At the start of every month, CrimeReads staff members look over all the great crime novels, thrillers, and mysteries coming out in the weeks ahead and make recommendations based on what they’re reading and what they can’t wait to read. Check back over the course of the month for more suggestions for feeding your crime habit.
Attica Locke, Heaven, My Home (Mulholland)
Attica Locke’s sequel to Bluebird, Bluebird, her Edgar-winner novel of crime and reckonings in East Texas, has a fantastic premise—Texas Ranger Darren Matthews heads out to Lake Caddo to track down the missing son of a member of the Aryan Brotherhood, but with a secret mission: to collect evidence against the boy’s father and other members of the white supremacist gang before Trump can shut down the Rangers’ investigation. As Matthews searches for the boy in the Cajun-influenced town of Jefferson and its environs, he discovers a sinister effort on the part of the Aryan Brotherhood to take over land in the near-by historic free black town of Hopetown. Steeped in the music, history, swampy bayous, and piney woods of East Texas, Locke’s latest is not to be missed. —Molly Odintz, CrimeReads associate editor
William Kent Krueger, This Tender Land (Atria)
Krueger’s latest novel is more epic adventure than traditional thriller, but the author’s many ardent fans will be no less anticipating its fall release, as Krueger takes on a grand and ambitious story about four orphans traveling during the Great Depression after breaking free from the Lincoln School for Native American children. This Tender Land is a moving portrait of a time and place receding from the collective memory, but leaving its mark on the heart of what the nation has become.—Dwyer Murphy, CrimeReads managing editor
Paula Daly, Clear My Name (Atlantic)
Paula Daly’s Clear My Name is about a woman who works to exonerate another woman for a possible wrongful conviction of killing a woman. Unlike many of Daly’s novels, it’s not a psychological thriller, but a thoughtful, tense novel about women empathizing and identifying with one another—about looking out for each other in a world of violence and oppressors, and finding the strength to do so when things grow especially difficult.—Olivia Rutigliano, CrimeReads editorial fellow
Emma Donoghue, Akin (Little, Brown)
Emma Donoghue’s Akin is as thoughtful as it is full of surprises.
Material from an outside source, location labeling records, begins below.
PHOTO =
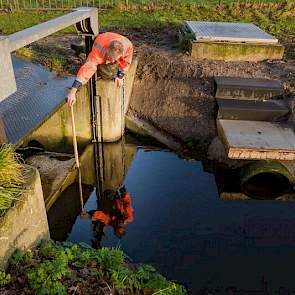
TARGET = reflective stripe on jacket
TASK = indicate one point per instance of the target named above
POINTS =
(99, 55)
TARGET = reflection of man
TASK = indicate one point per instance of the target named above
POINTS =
(115, 210)
(111, 55)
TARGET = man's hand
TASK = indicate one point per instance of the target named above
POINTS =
(119, 82)
(71, 97)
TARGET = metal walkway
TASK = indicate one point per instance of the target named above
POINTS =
(39, 92)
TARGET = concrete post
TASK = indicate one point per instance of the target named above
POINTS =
(117, 159)
(109, 106)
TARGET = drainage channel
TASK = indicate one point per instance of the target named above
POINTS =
(180, 223)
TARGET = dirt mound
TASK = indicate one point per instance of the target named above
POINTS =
(176, 93)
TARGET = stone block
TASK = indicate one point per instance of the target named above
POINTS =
(226, 51)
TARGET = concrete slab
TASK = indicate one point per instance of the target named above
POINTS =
(247, 88)
(39, 94)
(229, 51)
(256, 140)
(229, 32)
(24, 224)
(251, 110)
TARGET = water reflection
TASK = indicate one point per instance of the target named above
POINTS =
(181, 224)
(115, 210)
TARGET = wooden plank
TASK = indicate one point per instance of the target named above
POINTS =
(256, 140)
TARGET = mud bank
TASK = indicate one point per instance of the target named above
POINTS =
(176, 94)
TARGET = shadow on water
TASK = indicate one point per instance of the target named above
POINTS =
(172, 214)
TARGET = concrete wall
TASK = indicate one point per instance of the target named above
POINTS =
(24, 225)
(55, 134)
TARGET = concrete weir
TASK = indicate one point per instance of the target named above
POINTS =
(231, 42)
(55, 134)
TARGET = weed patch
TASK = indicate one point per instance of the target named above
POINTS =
(66, 268)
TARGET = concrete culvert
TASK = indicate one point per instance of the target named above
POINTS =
(265, 179)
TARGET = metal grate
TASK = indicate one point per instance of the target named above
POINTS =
(39, 92)
(229, 32)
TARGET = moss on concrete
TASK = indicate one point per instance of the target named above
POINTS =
(25, 224)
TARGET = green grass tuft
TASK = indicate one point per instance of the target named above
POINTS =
(11, 177)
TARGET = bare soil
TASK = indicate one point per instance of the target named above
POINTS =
(174, 92)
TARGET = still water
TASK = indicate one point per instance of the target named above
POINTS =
(182, 226)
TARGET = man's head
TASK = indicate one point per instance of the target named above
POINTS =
(115, 49)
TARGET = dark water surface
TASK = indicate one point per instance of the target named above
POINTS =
(186, 231)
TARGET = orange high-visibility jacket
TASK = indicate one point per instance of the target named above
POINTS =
(99, 55)
(123, 205)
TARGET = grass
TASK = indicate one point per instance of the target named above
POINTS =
(66, 268)
(11, 177)
(276, 17)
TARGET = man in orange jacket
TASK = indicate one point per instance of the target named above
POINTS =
(111, 56)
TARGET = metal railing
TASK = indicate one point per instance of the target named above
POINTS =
(15, 5)
(85, 19)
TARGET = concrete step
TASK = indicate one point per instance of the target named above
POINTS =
(247, 88)
(256, 140)
(252, 110)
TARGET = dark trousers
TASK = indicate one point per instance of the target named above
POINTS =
(107, 71)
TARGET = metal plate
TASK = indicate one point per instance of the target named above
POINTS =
(229, 32)
(39, 92)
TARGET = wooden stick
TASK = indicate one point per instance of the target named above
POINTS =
(77, 158)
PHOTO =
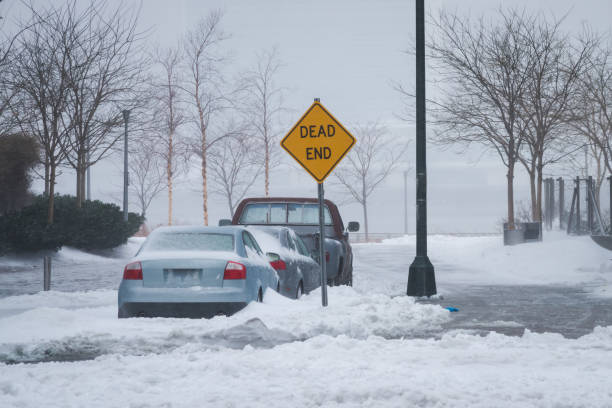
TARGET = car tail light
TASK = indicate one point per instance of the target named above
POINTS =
(133, 271)
(279, 265)
(234, 270)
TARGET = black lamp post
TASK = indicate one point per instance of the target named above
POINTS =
(421, 279)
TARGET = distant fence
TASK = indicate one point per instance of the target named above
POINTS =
(359, 237)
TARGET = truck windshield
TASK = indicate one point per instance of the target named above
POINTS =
(283, 213)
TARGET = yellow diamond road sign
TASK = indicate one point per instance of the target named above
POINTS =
(318, 142)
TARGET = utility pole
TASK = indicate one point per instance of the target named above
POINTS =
(88, 178)
(126, 117)
(421, 278)
(405, 202)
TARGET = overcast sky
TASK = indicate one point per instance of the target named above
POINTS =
(347, 53)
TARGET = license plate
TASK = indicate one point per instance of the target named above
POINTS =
(182, 277)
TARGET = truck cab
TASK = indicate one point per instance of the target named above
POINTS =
(302, 215)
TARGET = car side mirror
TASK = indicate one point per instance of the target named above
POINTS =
(273, 257)
(314, 254)
(353, 226)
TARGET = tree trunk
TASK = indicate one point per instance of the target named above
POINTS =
(365, 206)
(267, 170)
(231, 207)
(204, 178)
(510, 195)
(169, 174)
(46, 174)
(50, 210)
(532, 191)
(539, 193)
(365, 219)
(78, 186)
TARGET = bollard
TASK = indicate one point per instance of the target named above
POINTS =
(47, 273)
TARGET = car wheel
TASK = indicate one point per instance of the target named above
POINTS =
(300, 290)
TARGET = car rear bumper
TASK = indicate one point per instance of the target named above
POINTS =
(179, 309)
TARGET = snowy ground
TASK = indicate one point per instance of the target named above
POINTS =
(371, 347)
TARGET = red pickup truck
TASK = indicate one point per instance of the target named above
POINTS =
(302, 215)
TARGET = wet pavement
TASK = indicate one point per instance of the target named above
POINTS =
(569, 311)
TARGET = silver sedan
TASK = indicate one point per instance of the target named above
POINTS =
(195, 272)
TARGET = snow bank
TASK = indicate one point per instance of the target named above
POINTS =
(559, 259)
(74, 255)
(536, 370)
(52, 321)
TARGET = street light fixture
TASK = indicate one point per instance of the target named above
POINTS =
(421, 278)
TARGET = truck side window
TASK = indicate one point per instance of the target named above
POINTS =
(301, 246)
(255, 214)
(250, 243)
(278, 213)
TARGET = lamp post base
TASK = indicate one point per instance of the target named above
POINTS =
(421, 279)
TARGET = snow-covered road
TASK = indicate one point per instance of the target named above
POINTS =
(371, 347)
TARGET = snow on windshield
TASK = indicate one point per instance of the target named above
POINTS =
(269, 242)
(189, 241)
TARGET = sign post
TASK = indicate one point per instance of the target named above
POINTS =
(322, 246)
(318, 142)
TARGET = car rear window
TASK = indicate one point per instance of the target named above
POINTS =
(189, 241)
(282, 213)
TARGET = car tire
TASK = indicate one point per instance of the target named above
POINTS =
(299, 291)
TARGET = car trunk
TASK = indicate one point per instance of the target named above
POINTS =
(183, 273)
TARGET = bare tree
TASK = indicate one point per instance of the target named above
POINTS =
(168, 116)
(234, 166)
(483, 68)
(264, 104)
(368, 164)
(104, 69)
(41, 89)
(7, 92)
(555, 68)
(147, 175)
(204, 88)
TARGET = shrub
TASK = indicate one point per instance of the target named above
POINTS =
(96, 225)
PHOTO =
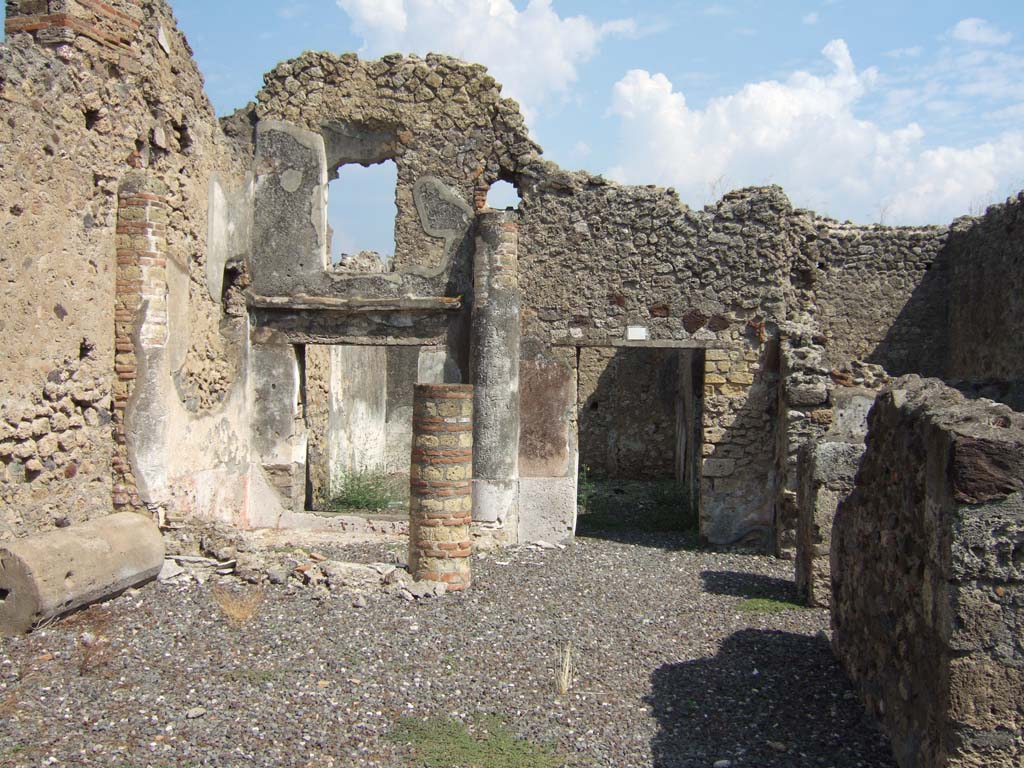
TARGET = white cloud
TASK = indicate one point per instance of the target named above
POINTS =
(292, 10)
(803, 133)
(979, 32)
(534, 52)
(718, 10)
(381, 17)
(912, 52)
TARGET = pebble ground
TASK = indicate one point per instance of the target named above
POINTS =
(671, 671)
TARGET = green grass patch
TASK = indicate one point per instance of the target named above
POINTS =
(369, 488)
(485, 743)
(767, 605)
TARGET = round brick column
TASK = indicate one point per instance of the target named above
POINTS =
(440, 505)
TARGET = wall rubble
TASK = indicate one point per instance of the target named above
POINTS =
(928, 585)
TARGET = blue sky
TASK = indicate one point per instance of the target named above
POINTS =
(894, 112)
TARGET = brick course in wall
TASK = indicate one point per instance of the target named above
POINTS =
(140, 310)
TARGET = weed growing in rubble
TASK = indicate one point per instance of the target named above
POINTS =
(367, 488)
(239, 607)
(483, 743)
(767, 605)
(566, 673)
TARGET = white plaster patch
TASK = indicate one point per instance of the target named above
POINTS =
(291, 179)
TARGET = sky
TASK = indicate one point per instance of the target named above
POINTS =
(872, 111)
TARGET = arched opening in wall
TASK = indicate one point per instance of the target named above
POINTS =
(640, 427)
(361, 215)
(503, 195)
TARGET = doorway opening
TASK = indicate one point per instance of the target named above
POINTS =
(640, 433)
(358, 422)
(361, 215)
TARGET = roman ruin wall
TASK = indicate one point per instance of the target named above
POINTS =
(928, 584)
(91, 93)
(598, 267)
(986, 266)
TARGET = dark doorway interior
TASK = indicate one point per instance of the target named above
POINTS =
(640, 435)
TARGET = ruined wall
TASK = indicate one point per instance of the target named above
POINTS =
(986, 299)
(435, 117)
(714, 279)
(878, 293)
(928, 581)
(92, 91)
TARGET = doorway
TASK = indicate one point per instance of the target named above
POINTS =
(640, 433)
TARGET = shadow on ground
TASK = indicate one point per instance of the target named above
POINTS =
(751, 586)
(767, 699)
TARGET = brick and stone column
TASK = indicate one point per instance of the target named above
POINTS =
(140, 309)
(440, 499)
(495, 371)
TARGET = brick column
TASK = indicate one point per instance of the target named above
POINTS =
(495, 371)
(140, 308)
(440, 498)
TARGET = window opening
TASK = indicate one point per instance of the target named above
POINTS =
(503, 195)
(361, 214)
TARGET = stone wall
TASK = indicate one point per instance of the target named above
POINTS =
(91, 92)
(928, 581)
(246, 239)
(986, 300)
(877, 293)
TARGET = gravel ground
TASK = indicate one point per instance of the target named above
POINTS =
(670, 670)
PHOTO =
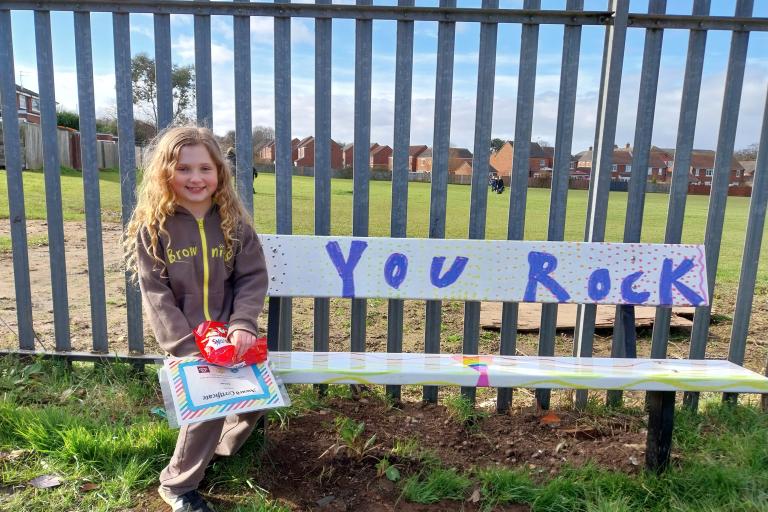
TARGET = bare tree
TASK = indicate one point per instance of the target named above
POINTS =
(144, 81)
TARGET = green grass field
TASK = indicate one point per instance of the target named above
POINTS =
(537, 212)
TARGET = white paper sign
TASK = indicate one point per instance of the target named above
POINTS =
(202, 391)
(490, 270)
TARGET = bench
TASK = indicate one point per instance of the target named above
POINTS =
(467, 270)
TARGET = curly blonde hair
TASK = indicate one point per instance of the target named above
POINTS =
(156, 200)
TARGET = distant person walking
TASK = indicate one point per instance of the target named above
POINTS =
(232, 159)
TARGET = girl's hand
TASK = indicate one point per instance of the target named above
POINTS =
(243, 341)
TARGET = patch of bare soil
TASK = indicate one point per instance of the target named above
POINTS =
(302, 469)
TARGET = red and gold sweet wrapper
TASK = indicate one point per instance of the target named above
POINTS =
(215, 347)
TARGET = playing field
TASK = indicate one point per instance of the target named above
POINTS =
(457, 223)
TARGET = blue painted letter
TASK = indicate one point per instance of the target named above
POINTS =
(449, 277)
(540, 265)
(346, 268)
(629, 295)
(670, 277)
(599, 284)
(395, 269)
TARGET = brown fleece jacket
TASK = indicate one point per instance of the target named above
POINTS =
(199, 280)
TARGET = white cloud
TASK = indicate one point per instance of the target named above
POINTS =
(66, 88)
(143, 31)
(263, 30)
(184, 46)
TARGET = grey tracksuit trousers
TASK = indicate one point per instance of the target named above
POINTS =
(196, 446)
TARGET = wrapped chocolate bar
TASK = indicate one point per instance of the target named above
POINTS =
(215, 347)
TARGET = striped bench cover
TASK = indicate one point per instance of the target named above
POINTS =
(515, 371)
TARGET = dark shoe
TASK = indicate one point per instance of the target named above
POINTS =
(188, 502)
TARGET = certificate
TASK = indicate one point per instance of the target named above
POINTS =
(200, 391)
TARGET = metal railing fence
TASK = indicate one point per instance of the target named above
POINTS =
(616, 19)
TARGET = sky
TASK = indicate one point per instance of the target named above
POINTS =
(425, 47)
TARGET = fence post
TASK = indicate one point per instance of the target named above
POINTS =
(602, 158)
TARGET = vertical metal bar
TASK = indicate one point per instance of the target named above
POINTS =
(661, 418)
(52, 172)
(602, 158)
(486, 74)
(624, 332)
(566, 108)
(719, 191)
(163, 70)
(440, 148)
(283, 163)
(87, 113)
(243, 124)
(752, 244)
(203, 91)
(361, 167)
(13, 176)
(689, 107)
(518, 184)
(126, 141)
(401, 165)
(323, 144)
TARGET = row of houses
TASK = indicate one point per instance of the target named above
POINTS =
(379, 157)
(540, 161)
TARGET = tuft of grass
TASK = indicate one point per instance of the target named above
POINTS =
(435, 485)
(410, 449)
(500, 486)
(237, 472)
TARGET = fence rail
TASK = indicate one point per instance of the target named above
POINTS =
(616, 20)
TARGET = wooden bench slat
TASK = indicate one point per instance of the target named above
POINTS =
(515, 371)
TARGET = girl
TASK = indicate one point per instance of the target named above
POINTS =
(191, 246)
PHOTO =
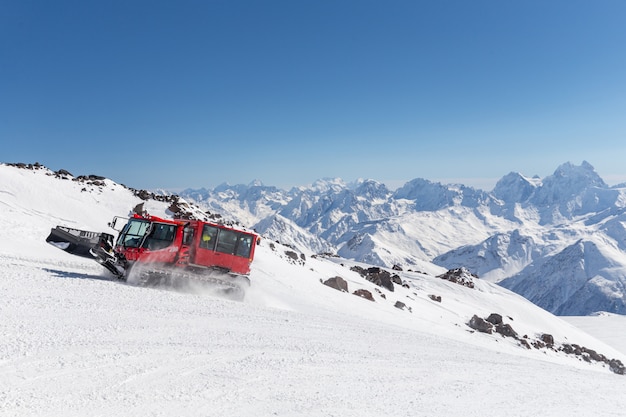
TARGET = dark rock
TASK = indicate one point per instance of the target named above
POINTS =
(376, 275)
(617, 366)
(364, 294)
(547, 339)
(495, 319)
(459, 276)
(337, 283)
(480, 325)
(435, 297)
(506, 330)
An elderly man about to visit the French town of his youth finds himself caring for his estranged grandson after the boy is left without other guardians, and the two embark on a journey to France—and to the recent, and distant past. When Akin’s narrator suspects his mother of having been a Nazi informant, he and his grandson embark on an investigation that will yield more complex truths than either could have envisioned.—MO
Søren Sveistrup, The Chestnut Man (Harper)
Sveistrup’s debut thriller, The Chestnut Man, is one of the best Scandinavian noir novels I’ve read in ages. The premise is a little complicated: a homicide detective with aspirations and a Europol washout are on the trail of a killer whose compulsion is to kill mothers he sees as unfit. The twist: at each crime scene they find a simple doll made from chestnuts which bears the fingerprint of a government minister’s daughter who has been missing for a year. The book races along, covers some of the standard Scandi tropes about social welfare, but mainly forges its own path—a gruesome and enthralling one.—Lisa Levy, CrimeReads contributing editor
Kareem Abdul-Jabbar and Anna Waterhouse, Mycroft and Sherlock: The Empty Birdcage (Titan Books)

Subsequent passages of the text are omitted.